By convention the constructor goes first in a PHP class, so the code
you'd be reading is simply:
```
class Foo extends Base
{
public function __construct(public int $a, public string $b)
{
parent::__construct($a, $b);
}
}
```
That's seven lines that fit comfortably on any screen, and each
concept,
the class, the constructor, the promoted properties, the parent call,
sits on its own line where it's immediately recognizable. Packing all
of
it onto a single line saves nothing and makes the code harder to read,
not easier.
I also disagree with comparing this to promoted properties. Promoted
properties removed genuine boilerplate: the property declaration, the
constructor parameter, and the `$this->x = $x` assignment collapsed
into
one place because they were the same information repeated three times.

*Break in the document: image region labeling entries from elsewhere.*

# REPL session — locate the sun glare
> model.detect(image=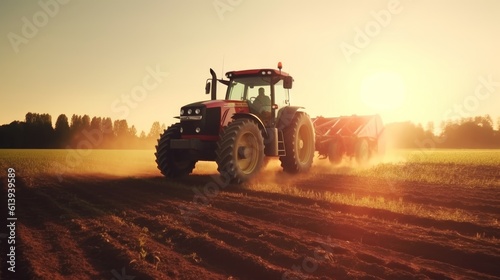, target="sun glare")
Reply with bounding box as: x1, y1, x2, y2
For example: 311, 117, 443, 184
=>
360, 72, 405, 111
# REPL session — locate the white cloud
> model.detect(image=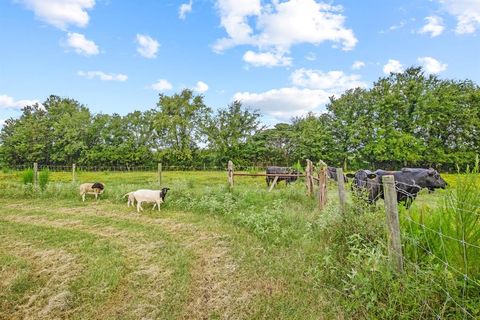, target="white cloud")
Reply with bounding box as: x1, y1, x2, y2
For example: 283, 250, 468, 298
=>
193, 81, 208, 93
439, 0, 480, 34
419, 16, 445, 37
137, 34, 160, 59
77, 71, 128, 81
233, 87, 329, 121
214, 0, 357, 66
243, 50, 292, 67
20, 0, 95, 30
178, 0, 192, 20
63, 32, 100, 56
150, 79, 173, 92
418, 57, 448, 73
233, 69, 365, 121
291, 69, 367, 94
383, 59, 403, 74
305, 52, 317, 61
0, 94, 40, 109
352, 60, 365, 70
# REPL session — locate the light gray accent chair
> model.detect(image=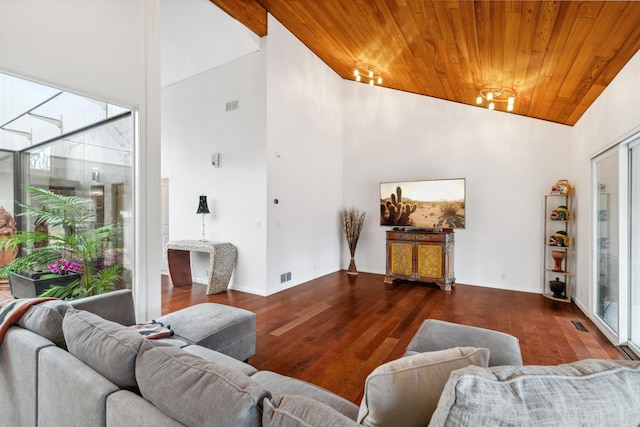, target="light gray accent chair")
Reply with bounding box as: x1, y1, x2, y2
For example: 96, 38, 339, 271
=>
405, 319, 522, 366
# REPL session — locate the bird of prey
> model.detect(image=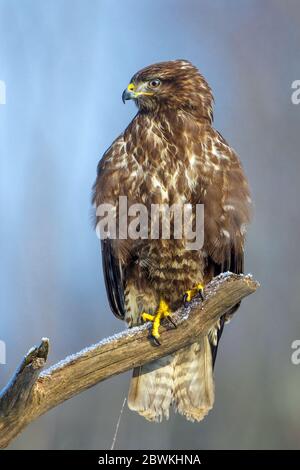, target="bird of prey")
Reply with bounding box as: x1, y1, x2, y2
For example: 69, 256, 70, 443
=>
93, 60, 251, 422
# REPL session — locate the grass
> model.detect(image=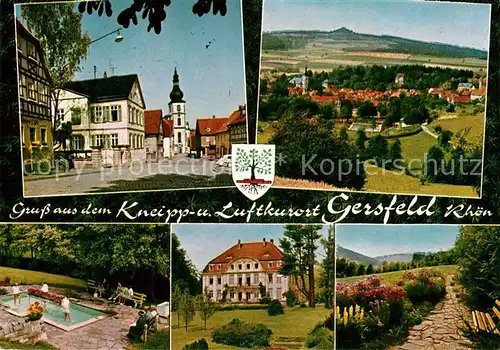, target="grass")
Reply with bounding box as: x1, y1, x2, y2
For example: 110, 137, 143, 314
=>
0, 340, 57, 350
171, 306, 329, 350
364, 166, 478, 197
336, 265, 457, 284
399, 132, 436, 170
429, 112, 484, 145
0, 267, 85, 290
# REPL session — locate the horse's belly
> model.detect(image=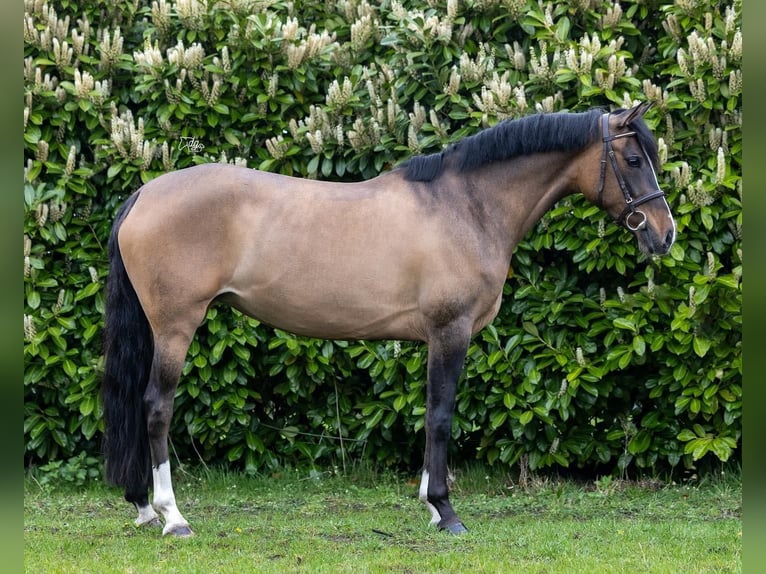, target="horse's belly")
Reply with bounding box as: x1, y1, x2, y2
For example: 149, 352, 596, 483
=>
221, 284, 424, 340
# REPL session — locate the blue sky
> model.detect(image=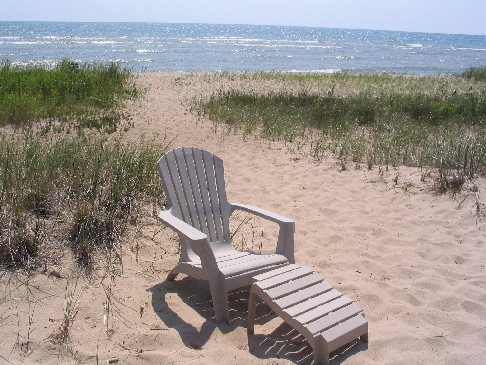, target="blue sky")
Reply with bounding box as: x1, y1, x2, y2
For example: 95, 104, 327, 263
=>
0, 0, 486, 35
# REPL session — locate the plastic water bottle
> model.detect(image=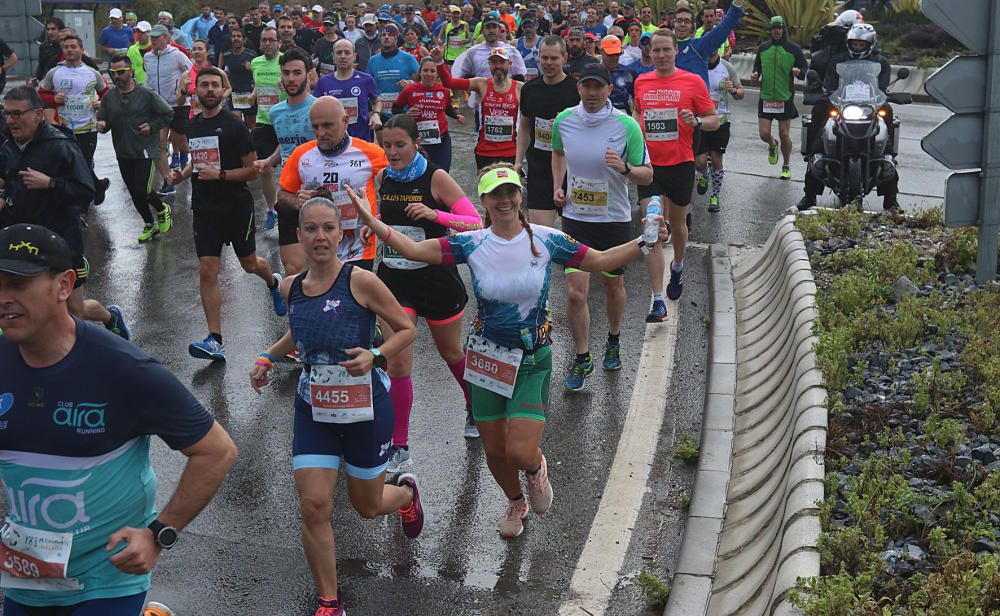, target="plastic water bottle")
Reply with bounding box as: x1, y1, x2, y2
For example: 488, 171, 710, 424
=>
642, 197, 663, 244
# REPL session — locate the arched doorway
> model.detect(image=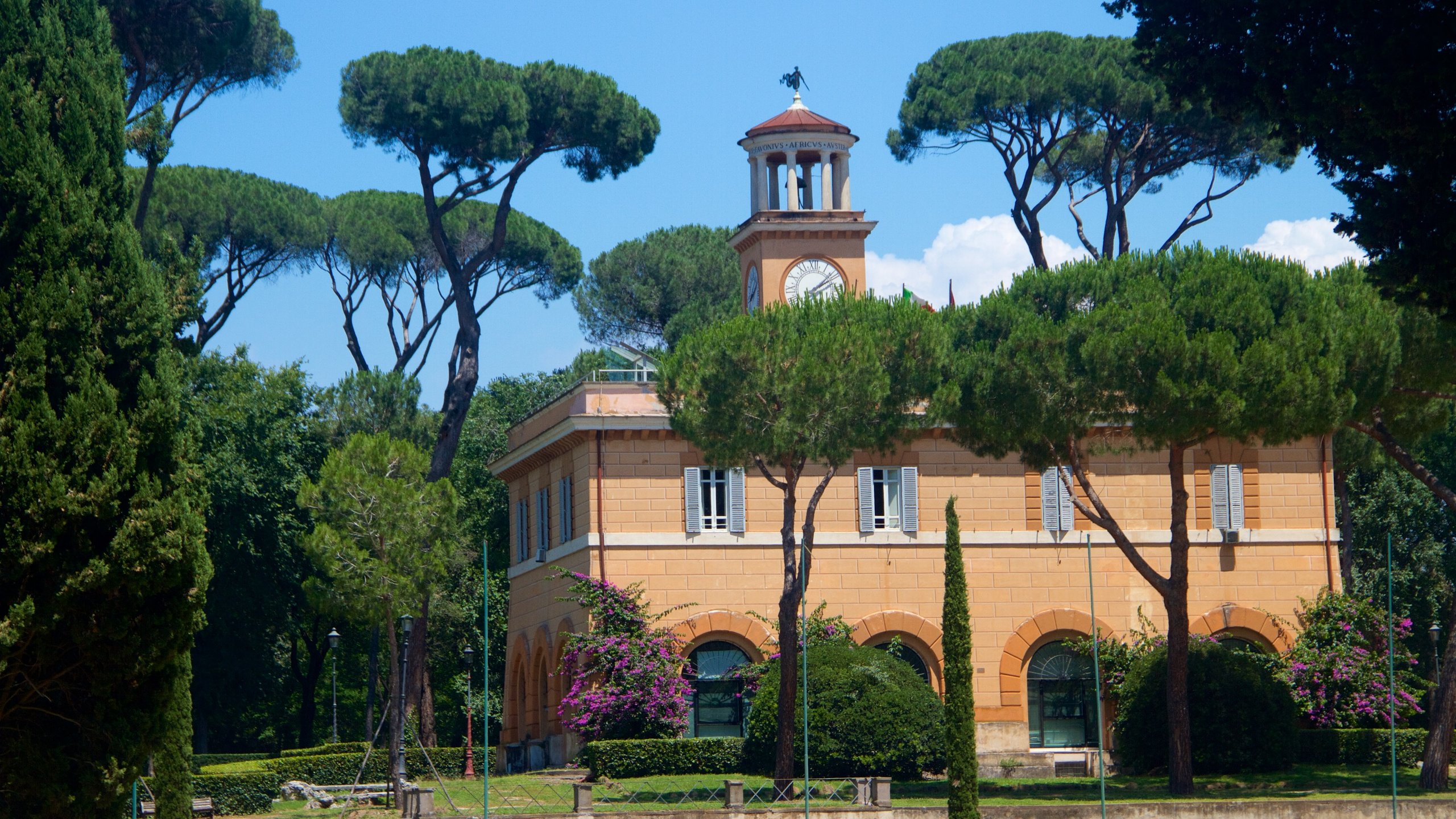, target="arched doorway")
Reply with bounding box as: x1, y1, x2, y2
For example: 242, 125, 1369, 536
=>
1027, 640, 1099, 747
686, 640, 748, 736
874, 640, 930, 684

Primary constructors don't remove repetition; they just relocate the
constructor signature into the class declaration line. There's no
duplicated information being eliminated.
And even though I just argued in favor of the current proposal in a
reply to Nick (https://news-web.php.net/php.internals/131614), I also
agree with Seifeddine, that I don’t think that the value provided by
this proposal is sufficiently strong to get a “Yes” from me - but I know
that allowing arbitrary bodies would be a “No”.